Behavioural changes after the easing of coronavirus restrictions are believed to play a role in the rise of reinfections. Previous UK Prime Minister Boris Johnson lifted many COVID restrictions in England and scrapped safety measures like the requirement to self-isolate after testing positive, contract tracing, and the provision of free antigen tests. While this only applied to England, the country is home to 56 million of the UK’s 67 million people.
Now that many of the covid restrictions have eased or been removed completely, many people are no longer wearing face masks or observing social distancing. It has even been noted that people aren’t self-isolating when they have been infected. Without safety measures in place, the risk of acquiring the virus has heightened, especially when new COVID variants continue to emerge.
Can acquiring COVID multiple times cause long-term effects?

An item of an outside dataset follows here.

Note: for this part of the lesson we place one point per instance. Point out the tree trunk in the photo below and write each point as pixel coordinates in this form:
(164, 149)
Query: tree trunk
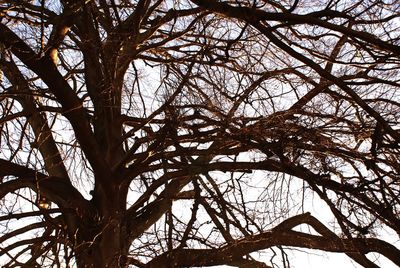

As of today, there is no sufficient data on whether long-term damage from repeated infections is occuring. But, there is data showing that people can acquire ‘long COVID’ even if they seem fine during their past infection. According to a study published by the US Centers for Disease Control and Prevention, one in five adults is experiencing continuing health issues after being previously infected. This includes persistent symptoms or organ dysfunction.
How am I supposed to cope with emerging and changing information about reinfection risks?
While it can be frustrating to have reinfection cases and deal with the surge in infections, the world is yet to attain the information needed to end the virus once and for all. As we continue to live with the coronavirus, being alert to the ways each emerging variant is changing is important. It is especially important to be aware of emerging variants and infection rates in this age of reinfections.
Moreover, as Covid restrictions are scrapped in some countries for good, it does not mean people should overlook the importance of precautions such as wearing masks, social distancing, vaccinations, and even getting a Covid-19 test if they feel any symptoms related to the SARS-CoV-2 virus. Also, Jacob Lemieux, an infectious disease doctor at Massachusetts General Hospital said that people should keep in mind that reinfections are not unusual for coronaviruses as it is a feature of coronavirus biology.